Spinach Orzo Salad With Feta, Tomatoes and a Basil Dressing
Serves: 6
Prep Time: 15 min
Cook Time: 10 min
Ingredients
8 ounces
orzo
4 cups
loosely packed baby spinach
1 pint
cherry tomatoes, halved
4 ounces
feta cheese, crumbled
⅓ cup
toasted pine nuts
6
basil leaves, thinly sliced into ribbons
Basil Vinaigrette
1
garlic clove, smashed
1 teaspoon
grated lemon zest
1 tablespoon
fresh lemon juice, plus more to taste (from 1 lemon)
½ cup
loosely packed fresh basil leaves
⅓ cup
extra-virgin olive oil
¼ teaspoon
sugar
½ teaspoon
sea salt
Freshly cracked black pepper
Method
Cook the orzo in salted water according to package directions. Drain and rinse in cold water.
Make the vinaigrette.
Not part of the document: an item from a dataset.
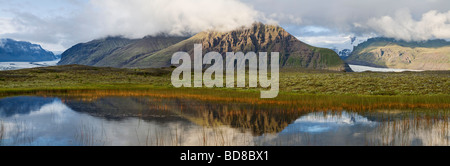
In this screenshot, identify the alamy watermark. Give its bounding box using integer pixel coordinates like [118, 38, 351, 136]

In the base of a high-powered blender or food processor, combine the garlic, lemon zest, lemon juice, basil, olive oil, sugar, sea salt, and pepper to taste. Blend until mostly smooth. Season to taste with more salt or lemon juice, if needed.
In a large bowl, toss together the spinach, cooked orzo, tomatoes, feta, and basil vinaigrette until fully combined. Sprinkle with pine nuts and ribboned basil leaves before serving.